Ancak Türkiye Dışişleri Bakanı Ahmet Davutoğlu'na göre, Suriye tarafı Türk uçağının yaklaşmakta olan test uçuşunu biliyordu. Basında çıkan haberlere göre, arama kurtarma operasyonlarından herhangi bir sonuç çıkmadı ve düşen uçağın pilotları bulunamadı, ancak bundan kısa bir süre önce medya her iki pilotun da canlı bulunduğunu bildirdi.
Sonuç olarak, Şam ile Ankara arasındaki ilişkiler karmaşıklaştı ve NATO ve AB kenara çekilemedi. Avrupa Birliği, Suriye'yi olayı kapsamlı bir şekilde soruşturmaya çağırdı. NATO zaten Suriye ordusunun eylemlerini kınadı. Ankara tazminat ve özür talep etti. Türkiye, BM Güvenlik Konseyi'ne hitaben yaptığı konuşmada Suriye ordusunun eylemlerini bölge barışına yönelik bir tehdit olarak değerlendirdi. Ayrıca Suriye'ye karşı mevcut Suriye cumhurbaşkanının görevden ayrılmasına katkıda bulunabilecek ekonomik ve diğer yaptırımlar hazırladı.
Basında çıkan haberlere göre, Türkiye Suriye ile sınır bölgelerine ek birlikler gönderdi: topçu ve tank birimleri, uçaksavar füze sistemlerinin pilleri. Belirtilen amaç, olası sınır ihlallerini önlemektir.

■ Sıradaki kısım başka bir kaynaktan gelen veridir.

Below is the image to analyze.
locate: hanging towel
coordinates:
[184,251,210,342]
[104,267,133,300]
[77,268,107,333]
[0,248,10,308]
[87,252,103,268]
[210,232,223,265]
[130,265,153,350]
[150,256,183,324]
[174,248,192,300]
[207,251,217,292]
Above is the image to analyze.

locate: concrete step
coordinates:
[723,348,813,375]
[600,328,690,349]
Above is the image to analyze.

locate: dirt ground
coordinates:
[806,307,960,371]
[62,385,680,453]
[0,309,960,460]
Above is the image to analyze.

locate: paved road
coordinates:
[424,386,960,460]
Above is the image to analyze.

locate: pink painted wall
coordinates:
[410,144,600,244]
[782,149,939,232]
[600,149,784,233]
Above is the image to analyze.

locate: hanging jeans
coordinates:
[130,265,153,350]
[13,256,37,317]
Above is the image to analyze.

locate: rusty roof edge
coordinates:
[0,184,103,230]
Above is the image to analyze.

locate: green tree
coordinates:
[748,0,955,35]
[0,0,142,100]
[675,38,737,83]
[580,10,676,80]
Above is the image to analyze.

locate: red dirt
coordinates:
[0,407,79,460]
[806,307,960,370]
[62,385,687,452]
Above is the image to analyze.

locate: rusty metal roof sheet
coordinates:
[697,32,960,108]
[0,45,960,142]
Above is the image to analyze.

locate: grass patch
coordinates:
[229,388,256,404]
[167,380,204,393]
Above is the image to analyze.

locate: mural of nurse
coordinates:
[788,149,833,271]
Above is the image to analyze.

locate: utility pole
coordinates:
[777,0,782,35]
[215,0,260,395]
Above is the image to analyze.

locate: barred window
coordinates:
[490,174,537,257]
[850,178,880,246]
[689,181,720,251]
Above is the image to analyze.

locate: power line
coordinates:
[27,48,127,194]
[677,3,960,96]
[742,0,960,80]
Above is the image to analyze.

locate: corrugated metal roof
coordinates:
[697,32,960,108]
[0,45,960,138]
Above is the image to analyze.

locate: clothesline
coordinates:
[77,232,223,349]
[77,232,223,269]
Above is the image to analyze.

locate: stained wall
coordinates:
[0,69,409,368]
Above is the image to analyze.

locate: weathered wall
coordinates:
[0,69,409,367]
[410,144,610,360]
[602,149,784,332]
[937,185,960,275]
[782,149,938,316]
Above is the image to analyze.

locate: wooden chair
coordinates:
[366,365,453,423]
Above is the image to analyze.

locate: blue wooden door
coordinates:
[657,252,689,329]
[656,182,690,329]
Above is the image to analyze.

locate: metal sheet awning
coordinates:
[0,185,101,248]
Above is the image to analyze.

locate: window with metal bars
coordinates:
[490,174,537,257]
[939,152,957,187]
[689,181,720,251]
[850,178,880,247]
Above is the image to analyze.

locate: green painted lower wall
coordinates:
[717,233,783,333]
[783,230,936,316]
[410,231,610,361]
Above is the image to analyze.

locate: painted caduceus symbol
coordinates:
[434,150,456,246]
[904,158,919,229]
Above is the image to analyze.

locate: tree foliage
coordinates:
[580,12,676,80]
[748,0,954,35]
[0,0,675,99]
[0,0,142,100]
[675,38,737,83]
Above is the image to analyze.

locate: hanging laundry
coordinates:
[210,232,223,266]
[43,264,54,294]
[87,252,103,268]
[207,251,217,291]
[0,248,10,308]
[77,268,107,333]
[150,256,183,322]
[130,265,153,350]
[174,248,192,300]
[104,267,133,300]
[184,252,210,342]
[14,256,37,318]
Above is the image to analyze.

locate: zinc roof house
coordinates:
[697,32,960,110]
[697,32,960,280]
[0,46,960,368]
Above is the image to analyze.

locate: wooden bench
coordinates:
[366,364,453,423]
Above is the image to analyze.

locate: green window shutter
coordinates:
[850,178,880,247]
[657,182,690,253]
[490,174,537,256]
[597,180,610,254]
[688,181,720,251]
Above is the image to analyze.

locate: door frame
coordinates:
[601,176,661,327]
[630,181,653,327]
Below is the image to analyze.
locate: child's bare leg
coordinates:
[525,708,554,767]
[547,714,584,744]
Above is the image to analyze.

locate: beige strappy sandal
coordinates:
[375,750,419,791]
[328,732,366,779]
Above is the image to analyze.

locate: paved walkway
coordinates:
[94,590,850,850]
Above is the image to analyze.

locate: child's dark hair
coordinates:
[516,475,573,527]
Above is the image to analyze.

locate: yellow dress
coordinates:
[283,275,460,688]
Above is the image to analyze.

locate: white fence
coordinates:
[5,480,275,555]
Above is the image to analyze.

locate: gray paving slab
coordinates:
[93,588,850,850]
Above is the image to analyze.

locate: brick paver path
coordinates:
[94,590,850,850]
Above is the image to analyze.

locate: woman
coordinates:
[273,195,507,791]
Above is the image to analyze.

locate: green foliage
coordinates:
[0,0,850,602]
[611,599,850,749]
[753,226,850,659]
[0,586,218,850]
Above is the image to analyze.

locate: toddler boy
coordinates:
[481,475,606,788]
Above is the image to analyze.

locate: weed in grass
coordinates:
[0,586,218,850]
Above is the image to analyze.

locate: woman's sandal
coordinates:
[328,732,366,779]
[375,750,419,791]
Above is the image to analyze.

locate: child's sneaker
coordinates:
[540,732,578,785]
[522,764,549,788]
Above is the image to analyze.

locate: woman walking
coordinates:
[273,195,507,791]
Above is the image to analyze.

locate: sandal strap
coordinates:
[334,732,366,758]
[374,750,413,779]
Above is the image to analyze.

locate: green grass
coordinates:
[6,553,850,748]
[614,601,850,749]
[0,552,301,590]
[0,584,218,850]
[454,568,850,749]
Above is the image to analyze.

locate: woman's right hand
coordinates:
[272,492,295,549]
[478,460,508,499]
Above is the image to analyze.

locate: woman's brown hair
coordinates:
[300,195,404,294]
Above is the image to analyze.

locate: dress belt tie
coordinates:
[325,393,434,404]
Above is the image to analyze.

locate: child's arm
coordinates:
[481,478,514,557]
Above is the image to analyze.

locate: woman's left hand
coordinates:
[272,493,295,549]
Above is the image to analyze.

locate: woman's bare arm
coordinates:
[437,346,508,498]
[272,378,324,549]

Türk gazetelerindeki manşetler, ABD'nin ayrıca Stinger uçaksavar füze sistemlerinin pillerini Suriye'ye gönderdiğini ve askeri helikopterlerin Suriye sınırına yakın durduğunu bildiriyor. Hürriyet Daily gazetesi köşe yazarı Nihat Ali Özcan, Türkiye'nin Suriye'ye karşı savaşının çoktan başladığına inanıyor. Şimdiye kadar bu, rejimin altını oymayı ve ülkenin moralini bozmayı amaçlayan bir bilgi ve psikolojik savaştır.
Ancak, Türk makamlarının güvencelerine göre, açık bir çatışmaya girmeyecekler ve sınır bölgelerine yalnızca savunma amaçlı askeri teçhizat yerleştiriyorlar.